Werden Schulen zu Baracken der Bildung?
„Ich denke darüber nach, den Job an den Nagel zu hängen“, sagte der Direktor einer Schule vor Kurzem zu mir. „Stattdessen möchte ich eine neue Karriere starten und ins Beratungsgeschäft einsteigen.“ Ich war baff. Schließlich weiß ich, dass er die Arbeit mit den Kindern sehr schätzt und seinen Beruf bis dato gern ausübte.
In den Schulen tut sich was. Leider nicht zum Positiven. Denn der mir bekannte Direktor ist nicht der Einzige, der sich mit diesem Gedanken rumschlägt. War unser Bildungssystem schon vor der Corona-Krise marode, sind die Defizite jetzt ganz klar ersichtlich. Die Unterrichtsversorgung stockt, Lehrkräfte werfen das Handtuch oder sorgen sich zumindest massiv um das Bildungsniveau ihrer Schüler:innen. Gleichzeitig verzweifeln Direktor:innen an der Bürokratie.

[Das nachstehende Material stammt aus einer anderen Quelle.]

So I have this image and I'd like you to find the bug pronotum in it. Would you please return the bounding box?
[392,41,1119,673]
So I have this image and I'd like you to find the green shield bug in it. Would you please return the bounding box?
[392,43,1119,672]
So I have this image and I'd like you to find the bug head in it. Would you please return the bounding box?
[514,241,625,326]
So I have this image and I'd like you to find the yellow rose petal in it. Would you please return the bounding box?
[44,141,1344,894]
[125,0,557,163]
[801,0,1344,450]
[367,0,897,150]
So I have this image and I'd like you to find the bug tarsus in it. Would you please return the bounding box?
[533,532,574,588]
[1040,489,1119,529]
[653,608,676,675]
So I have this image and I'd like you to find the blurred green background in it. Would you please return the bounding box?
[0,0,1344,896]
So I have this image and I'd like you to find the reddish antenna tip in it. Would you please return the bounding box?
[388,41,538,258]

Eigenständigkeit? Bitte nicht!
Schon in den vergangenen Jahren fiel mir in Gesprächen mit Lehrer:innen und weiteren Schulleiter:innen der resignierte Unterton in ihren Erzählungen auf. Ob es eine Grundschullehrerin war, die sagte, sie sei froh, in Rente zu gehen, denn sie hätte keine Chance mehr, ihre Ideen gegen die Behörden durchzusetzen – oder die eigene Schwiegermutter, die ihre Gestaltungsmöglichkeiten durch die unflexiblen Vorgaben im Keim erstickt sah. Die Folge: In vielen Gemeinden Österreichs und Deutschlands mangelt es an Schulleiter:innen und Lehrkräften. Das System bringt also mehr und mehr Menschen dazu, am Apparat der Schule nicht mehr teilnehmen zu wollen. Es macht keinen Spaß mehr.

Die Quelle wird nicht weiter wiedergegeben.